Wednesday, 10 January 2007

Weather turns cold but not economies

A blast of polar air may be coming down the United States but the economies of the rest of the world show few signs of cooling.

The German economy approached the end of 2006 on a reasonably strong note. From Bloomberg:

[Industrial production] rose 1.8 percent from October, when it fell 0.8 percent, the Economy and Technology Ministry said today in Berlin. The seasonally adjusted trade surplus rose to 19.3 billion euros ($25.2 billion) from 17.3 billion euros in October, the Federal Statistics Office in Wiesbaden said...

Economists expected industrial production to rise 1 percent, according to the median of 37 estimates in a Bloomberg News survey. Exports had a smaller-than-expected drop in November, declining 0.5 percent from the previous month...

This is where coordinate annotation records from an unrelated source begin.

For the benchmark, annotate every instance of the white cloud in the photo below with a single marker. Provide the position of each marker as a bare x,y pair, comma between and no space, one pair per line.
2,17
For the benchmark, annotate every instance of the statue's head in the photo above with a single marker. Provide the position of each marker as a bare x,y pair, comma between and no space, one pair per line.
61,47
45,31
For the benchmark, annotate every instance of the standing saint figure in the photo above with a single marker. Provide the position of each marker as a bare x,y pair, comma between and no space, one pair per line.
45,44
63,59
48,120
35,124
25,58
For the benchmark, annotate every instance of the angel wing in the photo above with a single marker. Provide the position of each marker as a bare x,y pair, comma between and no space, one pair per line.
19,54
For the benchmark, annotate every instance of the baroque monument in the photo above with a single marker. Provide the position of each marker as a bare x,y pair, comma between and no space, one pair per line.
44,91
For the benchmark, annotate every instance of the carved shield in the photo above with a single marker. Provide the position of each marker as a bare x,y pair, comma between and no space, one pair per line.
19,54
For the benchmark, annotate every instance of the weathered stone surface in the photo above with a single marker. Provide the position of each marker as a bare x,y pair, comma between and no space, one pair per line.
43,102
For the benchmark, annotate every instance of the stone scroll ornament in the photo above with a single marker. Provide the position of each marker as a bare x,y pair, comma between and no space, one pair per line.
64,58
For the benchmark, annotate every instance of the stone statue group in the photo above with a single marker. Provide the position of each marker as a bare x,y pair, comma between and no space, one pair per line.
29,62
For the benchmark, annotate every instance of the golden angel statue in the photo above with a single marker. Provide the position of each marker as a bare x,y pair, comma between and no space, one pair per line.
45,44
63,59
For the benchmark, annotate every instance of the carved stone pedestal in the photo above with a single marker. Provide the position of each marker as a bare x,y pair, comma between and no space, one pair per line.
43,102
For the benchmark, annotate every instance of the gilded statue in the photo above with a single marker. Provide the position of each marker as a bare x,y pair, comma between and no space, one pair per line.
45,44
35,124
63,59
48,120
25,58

"The figures bode really well for the German economy going into this year," said Jacques Cailloux, chief euro-area economist at Royal Bank of Scotland in London. "The only thing we see is that the German economy remains somewhat split, the corporate and industrial side are powering ahead, while German consumers still fret about their incomes and won't spend."

But consumer spending did not turn out too badly in the UK in December. The British Retail Consortium reports that UK retail sales were up 2.5 percent on a like-for-like basis compared with December 2005. The three-month trend rate of growth was unchanged from November at 1.9 percent for like-for-like sales but slowed to 4.0 percent from 4.3 percent for total sales.

And while Australian retail sales slowed in November, the latest consumer confidence survey from Westpac released today showed that consumer confidence has jumped to a 17-month high in January. And in another piece of news released today, Australia reported a narrower trade deficit as exports rose one percent and imports fell three percent.

Meanwhile, tortillas are frustrating hopes for a rate cut in Mexico. Bloomberg reports:

Mexico's annual inflation exceeded the central bank's target range in 2006 as a surge in prices for fresh food retreated more slowly than expected in December.

Consumer prices rose 4.05 percent in the 12 months through December after rising 3.33 percent in 2005, the central bank said on its Web site.

Previously expected rate cuts in the first quarter of 2007 are no longer likely, said analysts such as Gray Newman, chief Latin America economist with Morgan Stanley...

Core inflation, which excludes fresh food and energy, was 0.43 percent in December, the [central] bank said...

The rising price of tortillas, spurred by global demand for corn, is sustaining core inflation, [Barclays Capital's chief economist for Latin America Michael] Hood said.